I’ve had good teachers and bad teachers. Most of the good teachers I remember were English teachers or history teachers or journalism teachers. Maybe it wasn’t the teachers who were good or bad, but my affinity for their subjects. On the other hand, my high school biology teacher was whispered to have had a fling with a senior and my high school chemistry teacher (also the cheerleading sponsor) spent our hours together monotonously reading aloud from the textbook. She might as well have been reading Greek. So maybe the teachers’ skills played as large a part as mine.

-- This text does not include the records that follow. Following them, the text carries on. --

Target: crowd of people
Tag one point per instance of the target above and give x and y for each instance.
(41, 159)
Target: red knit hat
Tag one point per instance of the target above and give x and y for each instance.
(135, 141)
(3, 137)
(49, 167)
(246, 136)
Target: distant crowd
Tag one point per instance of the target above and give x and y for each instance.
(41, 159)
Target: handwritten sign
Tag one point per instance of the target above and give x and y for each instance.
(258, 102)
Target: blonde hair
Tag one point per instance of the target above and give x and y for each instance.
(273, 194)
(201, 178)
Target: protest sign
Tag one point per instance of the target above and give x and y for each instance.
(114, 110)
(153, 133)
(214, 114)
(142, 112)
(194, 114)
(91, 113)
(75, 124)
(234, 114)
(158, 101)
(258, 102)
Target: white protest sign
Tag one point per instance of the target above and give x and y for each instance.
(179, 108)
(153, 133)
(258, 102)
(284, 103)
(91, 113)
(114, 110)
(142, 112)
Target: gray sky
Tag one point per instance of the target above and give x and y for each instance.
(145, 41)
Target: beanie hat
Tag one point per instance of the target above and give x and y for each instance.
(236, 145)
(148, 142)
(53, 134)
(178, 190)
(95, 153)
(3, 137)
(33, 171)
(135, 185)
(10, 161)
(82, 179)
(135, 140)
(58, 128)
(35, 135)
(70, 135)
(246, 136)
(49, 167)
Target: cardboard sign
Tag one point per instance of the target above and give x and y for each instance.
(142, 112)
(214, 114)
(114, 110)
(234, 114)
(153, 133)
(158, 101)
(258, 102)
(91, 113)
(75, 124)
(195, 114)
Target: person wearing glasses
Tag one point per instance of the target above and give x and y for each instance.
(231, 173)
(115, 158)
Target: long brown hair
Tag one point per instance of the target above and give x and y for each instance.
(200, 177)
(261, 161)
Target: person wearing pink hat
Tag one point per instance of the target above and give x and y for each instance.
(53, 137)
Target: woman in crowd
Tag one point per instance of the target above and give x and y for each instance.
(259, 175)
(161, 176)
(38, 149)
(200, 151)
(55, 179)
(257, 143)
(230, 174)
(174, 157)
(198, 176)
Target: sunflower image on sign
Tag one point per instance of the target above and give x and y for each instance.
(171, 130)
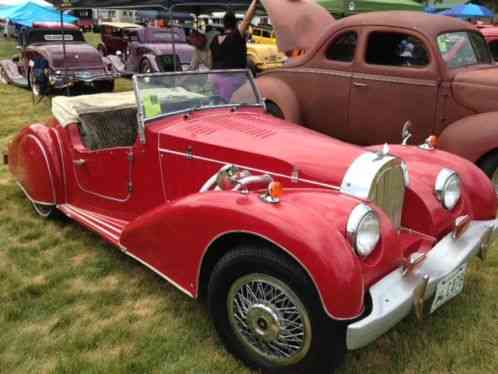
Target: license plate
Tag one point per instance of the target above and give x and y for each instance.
(449, 287)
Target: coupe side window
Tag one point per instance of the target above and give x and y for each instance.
(493, 46)
(396, 49)
(343, 47)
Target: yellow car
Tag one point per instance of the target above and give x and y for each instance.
(262, 51)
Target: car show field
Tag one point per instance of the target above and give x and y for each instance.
(70, 302)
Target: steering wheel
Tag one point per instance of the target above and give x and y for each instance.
(217, 100)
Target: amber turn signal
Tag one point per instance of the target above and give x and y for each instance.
(461, 225)
(275, 190)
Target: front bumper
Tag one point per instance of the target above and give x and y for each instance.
(62, 81)
(393, 297)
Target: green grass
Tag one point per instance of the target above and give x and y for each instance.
(71, 303)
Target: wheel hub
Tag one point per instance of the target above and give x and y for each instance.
(263, 322)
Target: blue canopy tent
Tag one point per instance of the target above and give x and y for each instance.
(469, 11)
(29, 12)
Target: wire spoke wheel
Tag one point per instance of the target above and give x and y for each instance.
(269, 319)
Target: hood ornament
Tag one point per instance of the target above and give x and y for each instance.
(405, 133)
(381, 153)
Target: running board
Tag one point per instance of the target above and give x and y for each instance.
(107, 227)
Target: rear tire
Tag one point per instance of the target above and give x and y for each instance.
(44, 211)
(489, 165)
(267, 312)
(104, 86)
(145, 67)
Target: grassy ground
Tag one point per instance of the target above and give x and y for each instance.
(71, 303)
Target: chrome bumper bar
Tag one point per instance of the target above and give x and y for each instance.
(394, 296)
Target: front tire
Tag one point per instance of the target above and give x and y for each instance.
(267, 312)
(489, 164)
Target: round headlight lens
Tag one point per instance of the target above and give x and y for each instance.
(448, 188)
(363, 229)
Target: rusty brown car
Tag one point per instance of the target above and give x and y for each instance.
(363, 77)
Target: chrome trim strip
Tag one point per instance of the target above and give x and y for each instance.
(308, 272)
(51, 178)
(391, 79)
(290, 177)
(30, 198)
(81, 212)
(126, 252)
(67, 209)
(332, 72)
(393, 296)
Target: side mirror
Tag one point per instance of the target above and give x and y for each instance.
(405, 132)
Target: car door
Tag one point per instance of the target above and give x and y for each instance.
(325, 91)
(394, 80)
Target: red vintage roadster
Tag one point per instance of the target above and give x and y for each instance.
(303, 245)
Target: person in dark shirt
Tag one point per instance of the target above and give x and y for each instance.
(228, 51)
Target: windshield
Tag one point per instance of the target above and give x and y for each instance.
(54, 36)
(463, 48)
(168, 93)
(153, 35)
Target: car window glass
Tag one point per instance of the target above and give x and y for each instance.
(343, 47)
(463, 48)
(494, 49)
(396, 49)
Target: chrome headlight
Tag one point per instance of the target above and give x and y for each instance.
(363, 229)
(448, 188)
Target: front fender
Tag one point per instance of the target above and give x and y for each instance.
(471, 137)
(276, 90)
(34, 160)
(308, 225)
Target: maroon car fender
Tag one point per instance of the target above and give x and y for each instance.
(463, 139)
(34, 159)
(308, 225)
(277, 91)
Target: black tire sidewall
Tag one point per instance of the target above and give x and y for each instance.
(328, 339)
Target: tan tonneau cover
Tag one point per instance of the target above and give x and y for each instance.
(67, 110)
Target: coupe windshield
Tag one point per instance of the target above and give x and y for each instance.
(54, 36)
(168, 93)
(463, 48)
(153, 35)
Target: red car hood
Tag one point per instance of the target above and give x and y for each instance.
(477, 89)
(78, 55)
(257, 140)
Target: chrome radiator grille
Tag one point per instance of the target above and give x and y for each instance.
(388, 191)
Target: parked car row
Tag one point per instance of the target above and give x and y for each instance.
(315, 230)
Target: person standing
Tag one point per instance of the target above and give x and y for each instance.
(229, 50)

Regardless, the little science experiment that has been playing out on my kitchen counter has proved both amusing and frustrating. The tables for Dining by Design (and I am sorry if you are bored of the subject – it is likely to continue all week) are not allowed to have open flame. I like tapers. It’s not that I don’t like votives, I do, and hurricanes have their place, but I really like a tall, elegant taper.
Enter the bud vase from Nell Hill’s. When I spied it I am quite sure the women around me could hear a bell go off. “I can put a taper in there. It will not be an open flame. It will be a perfectly stylish slender hurricane and I am a genius.”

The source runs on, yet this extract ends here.